Abstract

Since the COVID-19 pandemic spread worldwide, optimistic ecological and economic analyses have arisen. On one hand, the lockdowns that have taken place are pointed out as a means of reducing gas emissions, environmental exploitation, and consequently, factors that reduce the risk of zoonoses. On the other hand, macroeconomic policies that support state intervention in the economy and social benefits are seen as a signal for a more social and eco-friendly organized capitalism. The objective of our article is to call for caution on these predictions, indicating a post-pandemic countertrend according to which the relationship between economy and environment might be even more unstable and conflictual after the pandemic.

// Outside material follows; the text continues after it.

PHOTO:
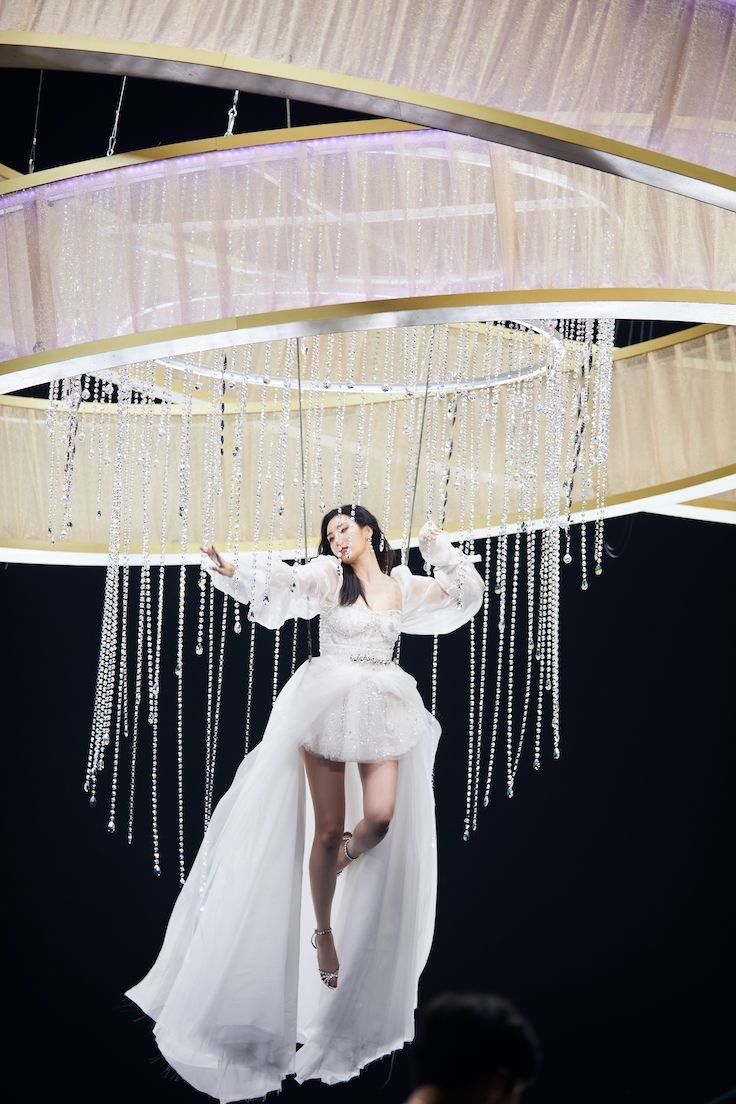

Here, we discuss the relevance of Karl Marx’s fictitious capital concept as a fundamental key to thinking about financial market pressures on the environment. Hereby, we aim to raise the concern that the financial policies adopted in the course of the crisis have encouraged speculative instruments that lead to the overaccumulation of fictitious capital. This, in turn, requires the increased exploitation and expropriation of the environment in order to realize the overaccumulated rights and claims on future surplus value. Thus, we argue that the risk of environmental destruction will not be reduced as claimed by optimistic assumptions, but on the contrary will increase in the next few years. Such a risk does not dismiss, but rather suggests that new zoonoses may also arise.